So many options and so little time to test them all... I wonder if someone has experiences with distributed file systems for video streaming and storage/encoding.
I have a lot of huge video files (50GB to 250GB) that I need to store somewhere, be able to encode them to mp4 and stream them from several Adobe FMS servers. The only way to handle all this is with a distributed file system but now the question is which one??
My research so far tells me:
- Lustre: mature proven solution, used by a lot of big companies, best with >10G files is a kernel driver.
- Gluster: new, less mature, FUSE based that means easy to install but maybe slower due to FUSE overhead. Better to handle a large number of smaller files ~1GB
- MogileFS: seems to be only for small files ~MB, uses HTTP for access?? possible FUSE binding in the future.

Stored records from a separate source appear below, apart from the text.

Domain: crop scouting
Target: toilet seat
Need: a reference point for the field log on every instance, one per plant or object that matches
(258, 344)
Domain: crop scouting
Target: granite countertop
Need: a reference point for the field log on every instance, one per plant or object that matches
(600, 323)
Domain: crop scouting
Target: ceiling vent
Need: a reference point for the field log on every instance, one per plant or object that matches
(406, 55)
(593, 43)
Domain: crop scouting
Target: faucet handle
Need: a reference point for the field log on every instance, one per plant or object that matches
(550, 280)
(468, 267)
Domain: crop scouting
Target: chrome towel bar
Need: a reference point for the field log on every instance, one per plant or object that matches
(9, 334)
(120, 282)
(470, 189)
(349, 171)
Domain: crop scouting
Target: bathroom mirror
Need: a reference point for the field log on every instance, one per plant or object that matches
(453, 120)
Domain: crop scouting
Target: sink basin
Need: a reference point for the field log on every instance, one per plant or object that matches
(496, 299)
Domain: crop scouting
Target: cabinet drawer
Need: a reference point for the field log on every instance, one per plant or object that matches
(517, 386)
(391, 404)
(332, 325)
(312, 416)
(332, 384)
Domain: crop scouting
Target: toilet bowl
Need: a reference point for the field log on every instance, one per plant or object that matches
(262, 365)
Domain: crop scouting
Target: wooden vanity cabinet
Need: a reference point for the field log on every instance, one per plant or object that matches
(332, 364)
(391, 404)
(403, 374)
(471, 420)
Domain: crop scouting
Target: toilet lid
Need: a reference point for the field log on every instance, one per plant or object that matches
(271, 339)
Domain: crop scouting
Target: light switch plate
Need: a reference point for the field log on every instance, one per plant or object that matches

So far Lustre seems the winner but I would like to hear real experiences for the particular application I have.
Also Hadoop, Redhat GFS, Coda and Windows DFS sound as options so any experiences are welcome. If someone has benchmarks please share.
After some real experience this is what I have learned:
- Luster:
- Performance: Amazingly fast! I can assert that Lustre can serve a lot of streams
and that encoding speed is not affected by accessing files via Lustre.
- POXIS compatibility: Very good!. No need to modify applications to use luster.
- Replication, Load Balancing and Fail Over: Very bad!. For replication load
balancing we and fail over we need to rely on other software such as virtual IPs
and DRDB.
- Installation: The worst!. Impossible to install by mere mortals. Requires a very
specific combination of kernel, lustre patches and tweaks to get it working. And
current luster patches usually work with old kernels that are incompatible with
new hardware/software.
- MogileFS:
- Performance: Good for small files but not usable for medium to large files. This is
mostly due to HTTP overhead since all files are send/receive via HTTP requests that
encode all data in base64 adding a 33% overhead to each file.
- POXIX compatibility is non existent. All applications require to be modified to use
mogilefs that renders it useless for streaming/encoding since most streaming servers
and encoding tools do not understand MogileFS protocol.
- Replication and failover out of the box and load balancing can be implemented in the
application by accessing more than one tracker at a time.
- Installation is relatively easy and ready to use packages exist in most distributions.
The only difficulty I found was setting the database master-slave to eliminate the
single point of failure.
- Performance: Very bad for streaming. I cannot reach more than a few Mbps in a 10Gbps
network. Clients and Server CPU skyrockets on heavy writes. For encoding works because
the CPU is saturated before the network and I/O.
- POXIS: Almost compatible. The tools I use can access gluster mounts as normal folders in
disk but in some edge cases things start causing problems. Check gluster mailing lists and
you will see there are a lot of problems.
- Replication, Failover and Load balancing: The best! if they actually worked. Gluster is
very new and it has a lot of bugs and performance problems.
- Installation is too easy. The management command line is amazing and setting replicated,
striped and distributed volumes among several servers can not be any easier.
Final conclusion:
Unfortunately the conclusion is "No single silver bullet".
Currently we have our media files in Gluster3.2 in a replicated volume for storage and transcoding. As long as you don't have a lot of servers, avoid geo-replication and stripe volumes things work ok.
When we are going to stream the media files we copy them to a lustre volume that is replicated to a second lustre volume via DR:DB. The wowza server then read the media files from the lustre volumes.
And finally we use MogileFS to serve the thumbnails in our web application servers.